PZL Mielec nie dostanie 12 mln zł ze specjalnej puli resortu gospodarki. Pieniądze, które mogły być wykorzystane np. na modernizację firmy, przejdą obok nosa i to przez niedbalstwo zarządu - krytykują całą sytuację związki zawodowe.
PZL to jedna z 14 firm, które starały się o dofinansowanie. Skoro inni dostali, to dlaczego my nie byliśmy w stanie niczego ugryźć z ministerialnego tortu – pytają i odpowiadają związkowcy: Dla mnie jest to typowe zaniedbanie dyrektora finansowego.
Jednak prezes firmy Stanisław Wójtowicz twierdzi, że zakład nie był w stanie złożyć wymaganych dokumentów: Na przykład dokładny plan sprzedaży na kilka lat do przodu i cały szereg innych wymogów, których nie byliśmy w stanie wypełnić.
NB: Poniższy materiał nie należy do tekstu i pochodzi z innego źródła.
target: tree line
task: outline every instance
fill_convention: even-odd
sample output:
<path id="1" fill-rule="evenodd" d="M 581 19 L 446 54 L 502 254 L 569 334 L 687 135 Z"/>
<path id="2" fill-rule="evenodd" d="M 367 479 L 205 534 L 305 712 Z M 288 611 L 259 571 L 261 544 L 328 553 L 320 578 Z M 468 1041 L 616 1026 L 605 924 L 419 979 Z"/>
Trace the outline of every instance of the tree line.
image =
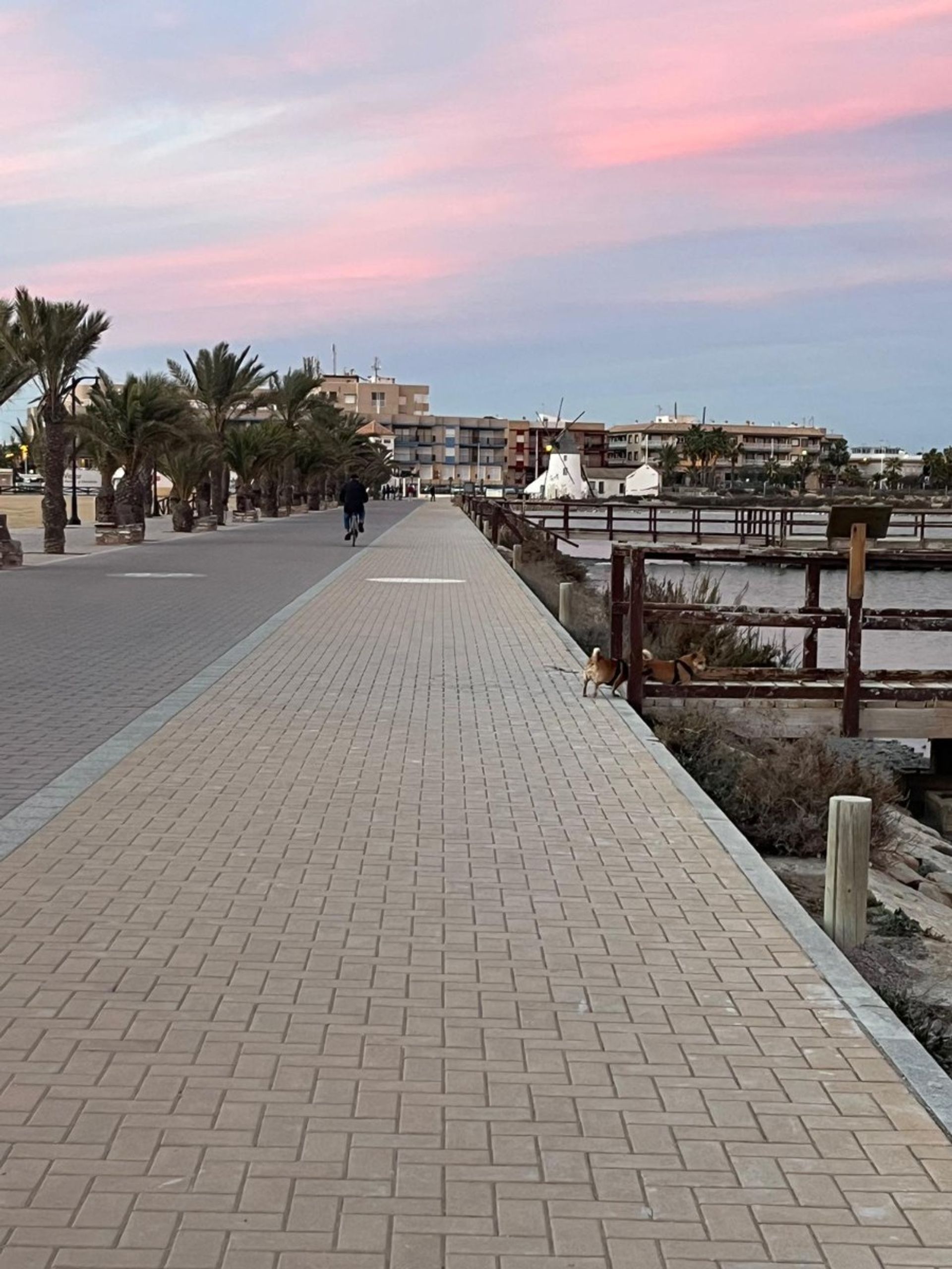
<path id="1" fill-rule="evenodd" d="M 113 379 L 91 363 L 109 317 L 85 303 L 50 301 L 19 288 L 0 297 L 0 404 L 28 386 L 37 391 L 34 428 L 14 429 L 17 466 L 28 444 L 43 475 L 43 539 L 62 555 L 66 534 L 63 477 L 67 447 L 76 445 L 100 473 L 96 520 L 143 524 L 155 472 L 171 482 L 173 525 L 192 529 L 195 515 L 225 523 L 235 473 L 235 509 L 251 503 L 261 514 L 288 514 L 294 504 L 317 509 L 348 473 L 368 486 L 390 480 L 386 450 L 358 435 L 366 423 L 320 392 L 320 365 L 265 368 L 251 348 L 221 343 L 164 372 Z M 91 382 L 83 407 L 76 391 Z M 118 480 L 117 480 L 118 476 Z"/>

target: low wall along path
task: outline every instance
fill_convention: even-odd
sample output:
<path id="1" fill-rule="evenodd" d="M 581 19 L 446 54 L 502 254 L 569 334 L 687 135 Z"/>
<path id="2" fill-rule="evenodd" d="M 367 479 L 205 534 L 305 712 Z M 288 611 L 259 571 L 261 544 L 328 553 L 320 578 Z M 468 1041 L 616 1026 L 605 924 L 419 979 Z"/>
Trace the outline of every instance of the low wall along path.
<path id="1" fill-rule="evenodd" d="M 555 665 L 425 505 L 0 864 L 0 1269 L 952 1264 L 948 1138 Z"/>

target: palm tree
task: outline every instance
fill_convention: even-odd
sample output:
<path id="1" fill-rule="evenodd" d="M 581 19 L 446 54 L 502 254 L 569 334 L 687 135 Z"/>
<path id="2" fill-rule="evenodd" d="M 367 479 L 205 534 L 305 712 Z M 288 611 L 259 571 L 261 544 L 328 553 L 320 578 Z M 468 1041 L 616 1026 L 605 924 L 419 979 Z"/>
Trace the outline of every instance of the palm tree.
<path id="1" fill-rule="evenodd" d="M 10 326 L 13 325 L 13 305 L 0 299 L 0 405 L 17 396 L 22 387 L 29 383 L 29 369 L 13 354 L 10 345 Z"/>
<path id="2" fill-rule="evenodd" d="M 661 445 L 658 452 L 658 471 L 661 477 L 661 487 L 670 485 L 680 467 L 680 449 L 677 442 Z"/>
<path id="3" fill-rule="evenodd" d="M 288 369 L 287 374 L 273 374 L 270 387 L 261 395 L 261 404 L 268 406 L 272 415 L 284 424 L 292 435 L 311 418 L 314 406 L 314 393 L 321 386 L 321 374 L 314 358 L 305 358 L 300 369 Z M 261 510 L 264 515 L 274 516 L 278 506 L 291 514 L 294 501 L 294 463 L 289 450 L 281 472 L 268 476 L 264 482 L 264 499 Z"/>
<path id="4" fill-rule="evenodd" d="M 707 457 L 711 447 L 707 433 L 699 423 L 692 423 L 684 433 L 680 445 L 684 457 L 688 461 L 688 466 L 691 467 L 692 475 L 697 473 L 698 470 L 703 471 L 707 466 Z"/>
<path id="5" fill-rule="evenodd" d="M 190 533 L 195 522 L 192 499 L 199 481 L 208 475 L 208 464 L 216 454 L 216 444 L 207 431 L 199 430 L 185 442 L 175 440 L 156 454 L 159 471 L 171 481 L 169 506 L 175 533 Z"/>
<path id="6" fill-rule="evenodd" d="M 256 395 L 268 382 L 268 372 L 256 357 L 249 355 L 250 352 L 250 345 L 241 353 L 232 353 L 227 344 L 216 344 L 212 349 L 201 349 L 195 357 L 185 353 L 188 369 L 179 362 L 169 362 L 169 373 L 199 411 L 218 445 L 209 472 L 212 514 L 218 524 L 225 524 L 228 500 L 228 472 L 221 456 L 225 431 L 239 415 L 254 407 Z"/>
<path id="7" fill-rule="evenodd" d="M 291 452 L 293 437 L 277 420 L 231 426 L 225 433 L 222 456 L 235 472 L 235 510 L 245 513 L 251 506 L 251 486 L 265 476 L 281 471 Z"/>
<path id="8" fill-rule="evenodd" d="M 737 437 L 727 437 L 726 433 L 721 433 L 725 438 L 721 447 L 722 457 L 727 459 L 731 464 L 731 489 L 734 487 L 734 481 L 737 475 L 737 463 L 744 457 L 744 443 Z"/>
<path id="9" fill-rule="evenodd" d="M 86 410 L 76 419 L 76 431 L 102 464 L 96 518 L 108 513 L 112 501 L 117 524 L 141 524 L 145 530 L 146 483 L 156 456 L 194 433 L 194 416 L 182 388 L 165 374 L 128 374 L 124 383 L 114 383 L 99 371 Z M 122 478 L 110 500 L 119 467 Z"/>
<path id="10" fill-rule="evenodd" d="M 814 470 L 812 458 L 810 457 L 810 454 L 802 453 L 793 459 L 793 462 L 790 464 L 790 470 L 793 473 L 793 478 L 796 480 L 797 485 L 800 486 L 800 492 L 802 494 L 806 490 L 806 478 Z"/>
<path id="11" fill-rule="evenodd" d="M 10 362 L 25 374 L 25 382 L 39 388 L 38 421 L 43 429 L 43 551 L 62 555 L 66 549 L 66 397 L 74 388 L 80 367 L 89 360 L 109 329 L 104 312 L 88 305 L 33 297 L 17 289 L 13 308 L 0 322 L 0 346 Z"/>
<path id="12" fill-rule="evenodd" d="M 882 478 L 883 483 L 886 485 L 886 489 L 897 490 L 899 486 L 902 483 L 904 475 L 905 470 L 902 467 L 901 458 L 896 458 L 894 456 L 892 458 L 886 459 L 882 467 Z"/>

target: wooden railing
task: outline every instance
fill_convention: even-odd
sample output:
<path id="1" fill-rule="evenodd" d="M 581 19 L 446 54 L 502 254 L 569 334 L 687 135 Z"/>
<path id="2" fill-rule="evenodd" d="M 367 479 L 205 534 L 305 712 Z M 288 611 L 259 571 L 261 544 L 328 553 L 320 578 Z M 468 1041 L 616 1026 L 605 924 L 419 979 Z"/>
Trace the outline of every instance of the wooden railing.
<path id="1" fill-rule="evenodd" d="M 847 561 L 844 608 L 820 608 L 820 561 L 801 552 L 806 572 L 805 604 L 797 609 L 765 607 L 725 607 L 721 604 L 665 604 L 645 596 L 645 560 L 650 548 L 614 547 L 611 570 L 611 655 L 621 657 L 627 643 L 631 671 L 628 703 L 644 712 L 646 697 L 696 697 L 704 699 L 798 699 L 842 702 L 840 730 L 844 736 L 859 735 L 859 713 L 864 700 L 952 700 L 952 673 L 948 670 L 877 671 L 863 675 L 863 631 L 952 631 L 952 609 L 900 609 L 863 607 L 866 585 L 866 525 L 854 524 Z M 654 683 L 641 669 L 645 626 L 651 618 L 666 618 L 694 626 L 773 627 L 805 629 L 801 670 L 720 669 L 689 684 Z M 843 669 L 817 670 L 817 631 L 842 629 Z M 627 638 L 626 638 L 627 634 Z M 687 648 L 684 650 L 687 651 Z M 839 680 L 839 681 L 835 681 Z"/>
<path id="2" fill-rule="evenodd" d="M 504 500 L 499 500 L 503 503 Z M 701 544 L 704 541 L 758 543 L 765 547 L 806 544 L 826 536 L 829 506 L 717 506 L 633 505 L 628 503 L 537 503 L 505 500 L 520 516 L 539 528 L 556 528 L 565 537 L 678 538 Z M 952 510 L 896 509 L 889 539 L 902 538 L 924 546 L 929 541 L 952 542 Z M 885 541 L 885 539 L 883 539 Z"/>

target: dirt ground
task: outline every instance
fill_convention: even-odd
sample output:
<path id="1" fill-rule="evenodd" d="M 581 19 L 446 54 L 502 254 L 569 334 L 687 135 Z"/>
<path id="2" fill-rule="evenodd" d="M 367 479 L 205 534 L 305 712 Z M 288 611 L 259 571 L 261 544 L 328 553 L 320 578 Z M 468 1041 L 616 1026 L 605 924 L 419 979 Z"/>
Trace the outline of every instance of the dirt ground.
<path id="1" fill-rule="evenodd" d="M 8 529 L 38 529 L 43 524 L 39 494 L 0 494 L 0 515 Z"/>

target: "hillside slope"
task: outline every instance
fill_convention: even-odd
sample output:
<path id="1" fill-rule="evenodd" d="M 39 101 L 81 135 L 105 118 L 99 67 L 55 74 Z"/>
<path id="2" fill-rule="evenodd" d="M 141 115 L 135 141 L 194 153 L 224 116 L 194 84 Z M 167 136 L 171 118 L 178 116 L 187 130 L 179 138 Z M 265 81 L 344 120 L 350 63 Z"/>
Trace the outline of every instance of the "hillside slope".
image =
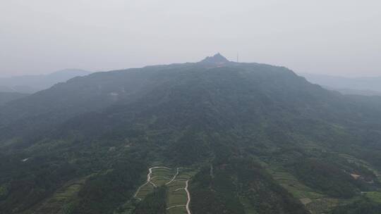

Tajemnicą poliszynela jest to, że układ sił w zarządzie firmy nie służy jej dalszemu rozwojowi. Mimo tego prezes broni swoich współpracowników, a związkowcy nie szczędzą im słów krytyki:
Było to przedmiotem dokładnego omówienia na radzie nadzorczej. Nie zadbanie ze strony dyrektora finansowego zostało zdementowane. Brakło determinacji i pełnego zaangażowania ze strony członków zarządu odpowiedzialnych za zrealizowanie tego tematu i to było głównym powodem tego, że te środki przeszły nam koło nosa - mówią zawiązkowcy.
W tej sprawie związkowcy zamierzają interweniować w Agencji Rozwoju Przemysłu, aby ta bliżej przyjrzała się pracy obecnego zarządu i wyciągnęła odpowiednie wnioski.